“I’m more worried than I’ve ever been,” said Lisa McGraw, who has been public affairs manager of the Michigan Press Association (MPA) since 2003.
What makes this time different?
First, the bill has the backing of Republican leadership in the Michigan House of Representatives, so it isn’t just another random bill seeking support in the legislature. Moreover, the issue of public notice is one of the top five priorities of Michigan’s 31-year-old Speaker of the House Lee Chatfield, according to McGraw.
Second, the GOP cohort behind the bill, including its 25-year-old, first-term sponsor, state Rep. Steve Johnson, are aligned with the extreme political rhetoric emanating from the White House, which considers newspapers to be the enemy. “That negative attitude about the news media has found its way to Michigan” and is clearly driving this incipient effort to move notices from newspapers, said McGraw.

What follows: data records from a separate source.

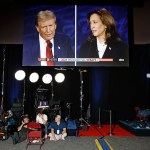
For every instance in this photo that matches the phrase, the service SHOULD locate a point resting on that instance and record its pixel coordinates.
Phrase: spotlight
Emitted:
(59, 77)
(34, 77)
(47, 78)
(20, 75)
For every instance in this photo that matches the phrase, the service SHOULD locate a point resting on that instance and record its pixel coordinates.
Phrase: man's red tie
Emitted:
(49, 53)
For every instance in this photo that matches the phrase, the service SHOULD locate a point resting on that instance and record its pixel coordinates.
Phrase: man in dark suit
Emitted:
(35, 46)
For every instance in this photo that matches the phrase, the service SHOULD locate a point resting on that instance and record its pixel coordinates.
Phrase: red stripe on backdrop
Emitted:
(104, 130)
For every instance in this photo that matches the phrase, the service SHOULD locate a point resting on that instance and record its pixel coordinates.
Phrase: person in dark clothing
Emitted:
(58, 129)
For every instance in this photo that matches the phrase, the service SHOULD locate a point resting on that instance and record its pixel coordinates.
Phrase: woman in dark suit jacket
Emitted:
(104, 43)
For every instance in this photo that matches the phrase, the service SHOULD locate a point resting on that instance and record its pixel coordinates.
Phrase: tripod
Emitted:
(81, 99)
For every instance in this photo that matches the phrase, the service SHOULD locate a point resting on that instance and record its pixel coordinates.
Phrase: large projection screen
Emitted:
(71, 45)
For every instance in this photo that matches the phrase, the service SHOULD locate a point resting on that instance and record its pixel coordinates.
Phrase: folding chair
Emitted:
(34, 134)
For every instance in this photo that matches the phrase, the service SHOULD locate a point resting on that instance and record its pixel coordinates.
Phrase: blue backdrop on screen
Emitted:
(72, 21)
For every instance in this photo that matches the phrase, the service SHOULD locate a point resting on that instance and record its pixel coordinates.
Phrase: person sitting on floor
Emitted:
(21, 133)
(58, 129)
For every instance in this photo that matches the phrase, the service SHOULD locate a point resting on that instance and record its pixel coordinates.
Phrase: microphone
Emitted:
(50, 45)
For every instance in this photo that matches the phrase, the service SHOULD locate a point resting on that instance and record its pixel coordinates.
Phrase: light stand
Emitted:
(81, 99)
(20, 75)
(2, 101)
(52, 94)
(24, 99)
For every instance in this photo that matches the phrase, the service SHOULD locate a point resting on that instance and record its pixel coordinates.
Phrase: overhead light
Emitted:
(20, 75)
(34, 77)
(59, 77)
(47, 78)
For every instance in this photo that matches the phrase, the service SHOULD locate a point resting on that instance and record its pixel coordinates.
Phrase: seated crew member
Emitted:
(58, 129)
(21, 133)
(42, 119)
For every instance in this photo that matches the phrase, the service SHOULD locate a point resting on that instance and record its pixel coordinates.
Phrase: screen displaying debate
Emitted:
(80, 35)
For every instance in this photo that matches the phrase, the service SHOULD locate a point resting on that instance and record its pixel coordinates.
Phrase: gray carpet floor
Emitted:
(83, 143)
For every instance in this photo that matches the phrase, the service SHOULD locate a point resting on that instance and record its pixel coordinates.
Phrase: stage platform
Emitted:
(136, 128)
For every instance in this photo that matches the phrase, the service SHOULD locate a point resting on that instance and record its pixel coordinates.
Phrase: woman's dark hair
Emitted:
(108, 20)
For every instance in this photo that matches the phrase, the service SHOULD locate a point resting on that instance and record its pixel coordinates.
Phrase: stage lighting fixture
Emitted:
(59, 77)
(47, 78)
(20, 75)
(34, 77)
(148, 75)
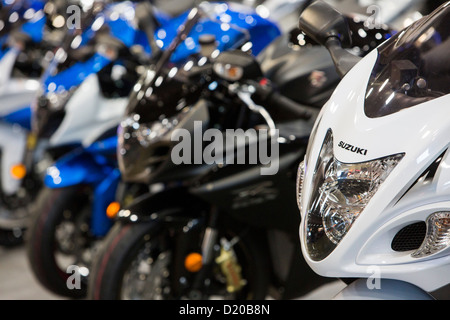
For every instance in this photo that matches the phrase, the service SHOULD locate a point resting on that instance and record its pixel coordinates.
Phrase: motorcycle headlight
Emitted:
(341, 191)
(48, 111)
(437, 237)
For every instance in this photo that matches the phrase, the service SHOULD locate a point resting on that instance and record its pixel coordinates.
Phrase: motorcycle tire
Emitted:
(11, 238)
(52, 206)
(122, 246)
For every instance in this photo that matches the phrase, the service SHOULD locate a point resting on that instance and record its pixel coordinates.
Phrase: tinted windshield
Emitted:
(413, 67)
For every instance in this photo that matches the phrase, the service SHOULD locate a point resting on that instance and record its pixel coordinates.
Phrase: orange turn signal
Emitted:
(18, 171)
(112, 209)
(193, 262)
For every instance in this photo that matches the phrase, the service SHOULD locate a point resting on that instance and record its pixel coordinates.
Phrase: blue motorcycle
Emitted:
(87, 101)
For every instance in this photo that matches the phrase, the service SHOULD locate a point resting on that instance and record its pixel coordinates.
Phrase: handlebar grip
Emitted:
(267, 97)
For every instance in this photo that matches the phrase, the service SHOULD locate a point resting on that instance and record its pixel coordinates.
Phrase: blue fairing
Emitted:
(76, 74)
(93, 166)
(21, 117)
(261, 32)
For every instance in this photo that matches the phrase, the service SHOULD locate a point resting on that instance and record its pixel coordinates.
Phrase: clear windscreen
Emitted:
(413, 67)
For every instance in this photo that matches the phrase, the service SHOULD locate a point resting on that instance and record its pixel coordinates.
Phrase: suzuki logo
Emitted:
(352, 148)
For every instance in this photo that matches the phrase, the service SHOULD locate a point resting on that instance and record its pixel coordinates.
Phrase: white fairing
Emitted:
(422, 133)
(15, 93)
(88, 115)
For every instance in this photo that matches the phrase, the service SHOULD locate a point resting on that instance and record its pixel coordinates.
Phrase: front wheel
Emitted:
(59, 244)
(142, 262)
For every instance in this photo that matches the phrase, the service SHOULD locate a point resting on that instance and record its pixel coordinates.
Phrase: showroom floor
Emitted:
(18, 283)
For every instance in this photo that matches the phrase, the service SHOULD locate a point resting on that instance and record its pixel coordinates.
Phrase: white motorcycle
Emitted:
(373, 189)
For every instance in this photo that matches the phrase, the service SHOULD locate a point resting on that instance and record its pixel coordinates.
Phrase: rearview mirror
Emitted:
(328, 27)
(235, 65)
(320, 21)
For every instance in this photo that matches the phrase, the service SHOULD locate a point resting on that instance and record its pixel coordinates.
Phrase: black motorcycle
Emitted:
(216, 229)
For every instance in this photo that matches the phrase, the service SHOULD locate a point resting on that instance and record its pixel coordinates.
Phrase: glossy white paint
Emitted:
(422, 134)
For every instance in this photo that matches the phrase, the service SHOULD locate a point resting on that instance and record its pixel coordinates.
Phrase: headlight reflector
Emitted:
(437, 237)
(341, 191)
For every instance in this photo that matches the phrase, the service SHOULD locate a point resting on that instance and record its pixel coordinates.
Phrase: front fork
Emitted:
(226, 261)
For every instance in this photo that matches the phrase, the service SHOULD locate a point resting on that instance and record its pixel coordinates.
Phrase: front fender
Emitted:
(77, 167)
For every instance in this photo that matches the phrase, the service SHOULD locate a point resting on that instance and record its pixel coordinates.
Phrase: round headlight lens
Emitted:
(341, 191)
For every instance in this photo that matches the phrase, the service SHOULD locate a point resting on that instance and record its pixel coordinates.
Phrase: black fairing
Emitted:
(306, 75)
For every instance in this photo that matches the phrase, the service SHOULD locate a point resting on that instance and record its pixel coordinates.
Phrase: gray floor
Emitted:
(18, 283)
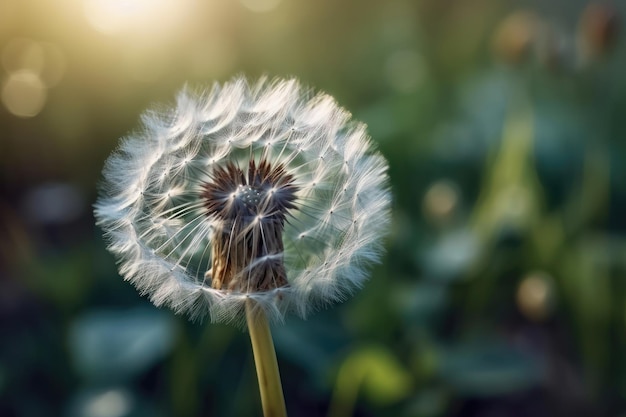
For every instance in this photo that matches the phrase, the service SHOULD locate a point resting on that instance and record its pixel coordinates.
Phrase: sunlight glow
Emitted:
(115, 16)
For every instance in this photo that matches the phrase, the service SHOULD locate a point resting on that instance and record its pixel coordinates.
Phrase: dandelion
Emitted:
(246, 202)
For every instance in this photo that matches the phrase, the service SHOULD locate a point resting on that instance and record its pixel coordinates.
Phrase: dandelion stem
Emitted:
(266, 364)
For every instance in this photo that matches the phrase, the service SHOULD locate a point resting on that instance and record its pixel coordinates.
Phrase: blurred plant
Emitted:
(250, 200)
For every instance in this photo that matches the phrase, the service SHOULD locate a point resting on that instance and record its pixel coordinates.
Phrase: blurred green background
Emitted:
(503, 290)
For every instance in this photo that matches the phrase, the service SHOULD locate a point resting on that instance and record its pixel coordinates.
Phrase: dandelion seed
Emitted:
(258, 191)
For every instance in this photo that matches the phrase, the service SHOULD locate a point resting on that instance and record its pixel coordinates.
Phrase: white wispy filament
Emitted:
(257, 191)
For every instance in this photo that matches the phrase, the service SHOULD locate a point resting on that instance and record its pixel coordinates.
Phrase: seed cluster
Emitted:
(250, 213)
(259, 191)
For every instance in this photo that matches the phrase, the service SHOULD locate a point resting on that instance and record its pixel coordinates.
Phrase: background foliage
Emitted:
(503, 289)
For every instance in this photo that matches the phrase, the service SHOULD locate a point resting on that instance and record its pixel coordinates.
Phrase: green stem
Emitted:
(265, 360)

There is some irony in the fact that this is happening in Michigan, where newspapers for the past two years have taken the unusually aggressive step of supporting legislation that would expand the size of the foreclosure notices published in their papers. That effort, which seeks to address problems created by failed lawsuits filed against foreclosure lawyers in the state, will continue, said McGraw, although it will take a back seat to the effort to kill the Johnson/Chatfield bill.

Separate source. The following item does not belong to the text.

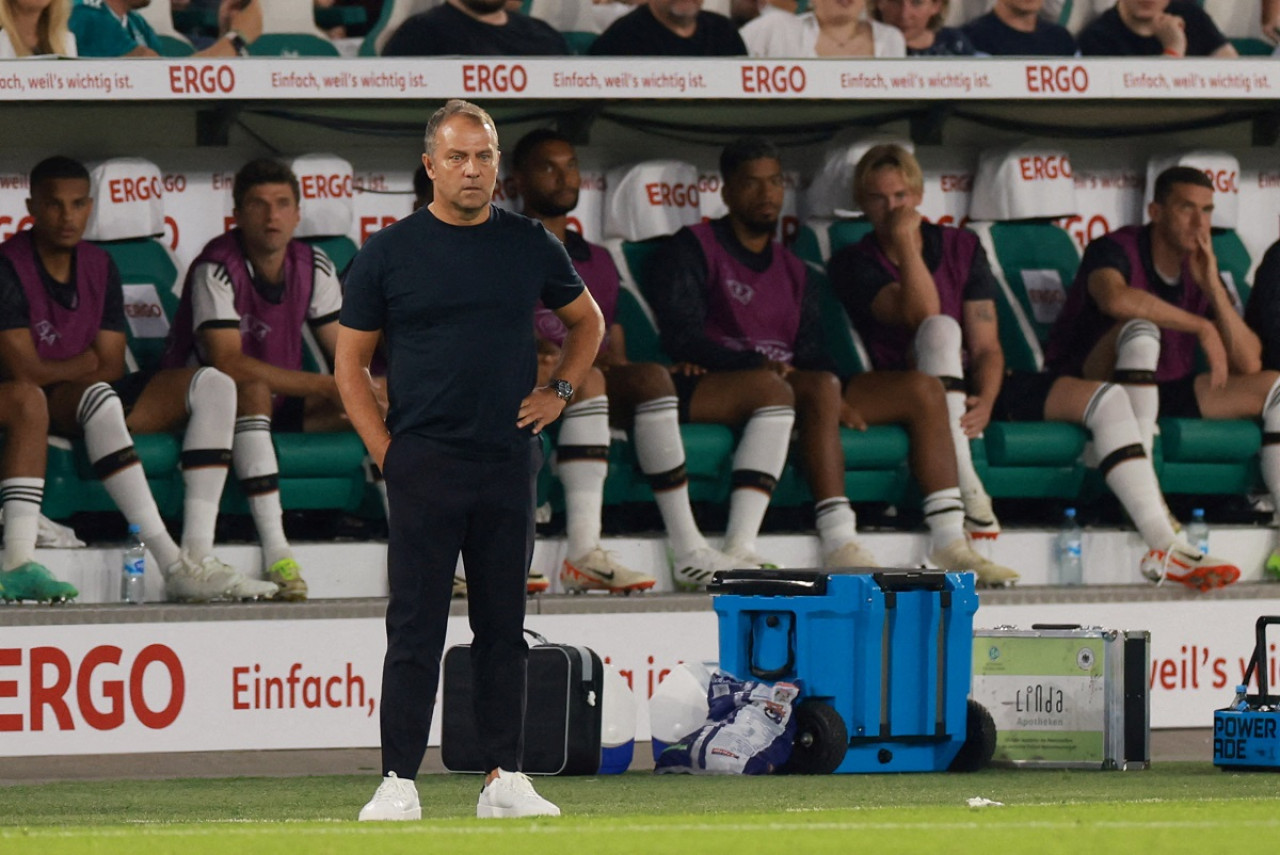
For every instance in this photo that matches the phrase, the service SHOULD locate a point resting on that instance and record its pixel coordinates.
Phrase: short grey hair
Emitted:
(456, 106)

McGraw also notes the GOP leadership effort to move official notice to government websites is focused only on “public notice” advertising that local governments are statutorily required to publish, not the “legal notices” ordered by Michigan courts, such as foreclosure ads.

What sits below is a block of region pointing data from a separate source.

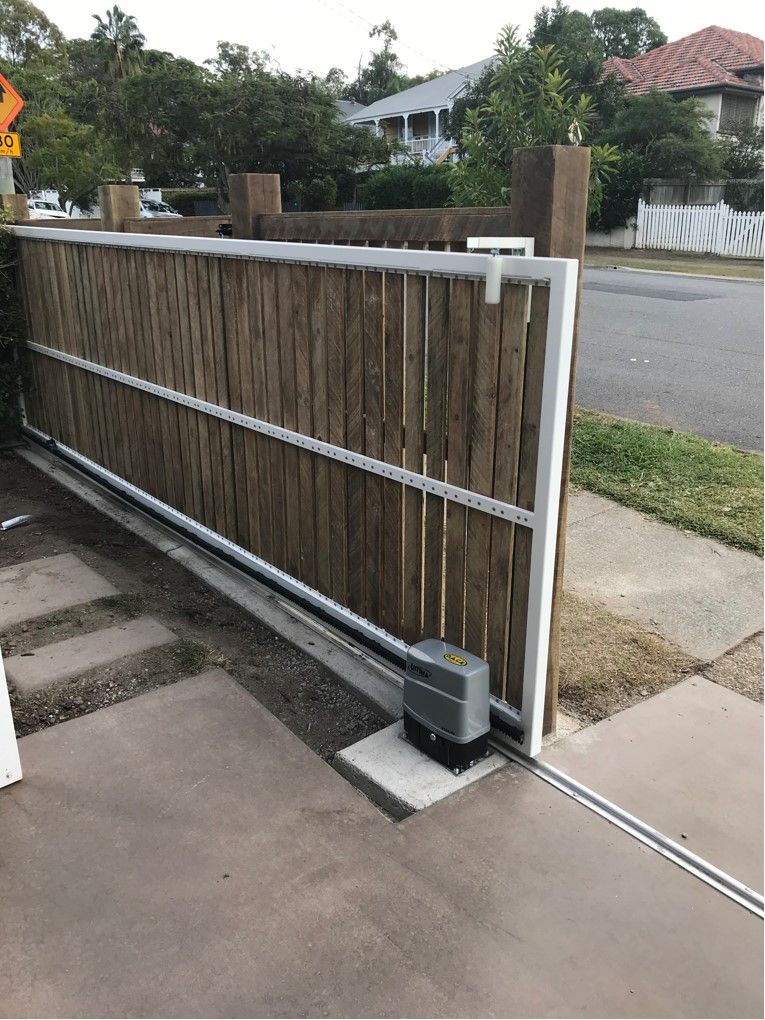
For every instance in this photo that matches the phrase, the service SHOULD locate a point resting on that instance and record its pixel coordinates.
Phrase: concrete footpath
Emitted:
(184, 854)
(702, 596)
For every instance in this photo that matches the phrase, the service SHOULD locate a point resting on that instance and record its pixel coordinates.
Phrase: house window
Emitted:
(736, 111)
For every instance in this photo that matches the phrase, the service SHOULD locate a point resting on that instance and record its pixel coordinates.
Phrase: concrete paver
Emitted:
(64, 659)
(687, 761)
(742, 668)
(183, 854)
(401, 779)
(36, 588)
(700, 595)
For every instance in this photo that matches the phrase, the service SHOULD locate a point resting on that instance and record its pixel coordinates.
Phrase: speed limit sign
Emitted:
(10, 144)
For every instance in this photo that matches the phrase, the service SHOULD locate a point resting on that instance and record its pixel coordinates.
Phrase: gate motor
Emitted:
(446, 703)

MPA is still in the initial stages of assessing the contours of this battle, but according to McGraw the association is encouraged by the fact that there is still significant support in the Michigan legislature for newspaper notice, including backing from many GOP members.
Michigan is also in the process of rolling out a website that aggregates all of the state’s public notices on a single website, according to PNRC President and MPA Immediate Past President Brad Thompson. “We expect to introduce legislation to mandate the use of this statewide system,” said Thompson, whose company is developing the website. “We’ve heard from a number of legislators who consider it a much better solution than moving notices to government websites.”
Meanwhile, the bill’s sponsors have plenty of time to make their next move. Michigan is in the first year of a two-year session and is one of only six states in which the legislature works year round.